Collective Lipid Bilayer Dynamics Excited by Surface Acoustic Waves

We use standing surface acoustic waves to induce coherent phonons in model lipid multilayers deposited on a piezoelectric surface. Probing the structure by phase-controlled stroboscopic x-ray pulses we find that the internal lipid bilayer electron density profile oscillates in response to the externally driven motion of the lipid film. The structural response to the well-controlled motion is a strong indication that bilayer structure and membrane fluctuations are intrinsically coupled, even though these structural changes are averaged out in equilibrium and time integrating measurements. Here the effects are revealed by a timing scheme with temporal resolution on the picosecond scale in combination with the sub-nm spatial resolution, enabled by high brilliance synchrotron x-ray reflectivity.

Figure 1

(a) Multilamellar stacks of lipid bilayers deposited on the piezoelectric ${\mathrm{LiNbO}}_3$ substrate of a SAW device. (b) By application of a rf signal to the IDTs, standing waves or propagating SAW pulses are induced. The ultrafast response of (c) the averaged bilayer electron density profile $\mathrm{\Delta }\rho (z)$ is measured by (d) time resolved (phase locked) x-ray reflectivity experiments.

Figure 2

The integrated intensities $I(h,\varphi )$ of the first four diffraction orders $h$ of the multilamellar lipid stack plotted as a function of relative phase $\varphi$. Individual intensity traces $I(h,\varphi )$ are out of phase, pointing to a complex interaction between the SAW and the lipid multilayer structure.

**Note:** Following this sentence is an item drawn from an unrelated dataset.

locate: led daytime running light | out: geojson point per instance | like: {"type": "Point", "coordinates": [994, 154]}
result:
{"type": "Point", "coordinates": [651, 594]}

The plots have been shifted for clarity.

Figure 3

(a) Structural dynamics of the lipid bilayer in response to the acoustic excitation by the SAW, as quantified by the time resolved electron density profile, shown for selected phase angles $\varphi$ along with the equilibrium reference profile (dashed line). Pronounced variations of the resulting relative electron density $\mathrm{\Delta }\rho (z,\varphi )$ are observed. The density variations are accompanied by a variation of membrane thickness. (b) Characteristic bilayer parameters (membrane thickness and headgroup width) extracted from $\mathrm{\Delta }\rho (z,\varphi )$. The maxima in the headgroup width $d_{hw}$ are accompanied by minima of the membrane thickness $d_{hh}$, and (c) a reduction of the electron density in the headgroup region (negative excess density) compensated for by a density increase in the tail region (positive excess density).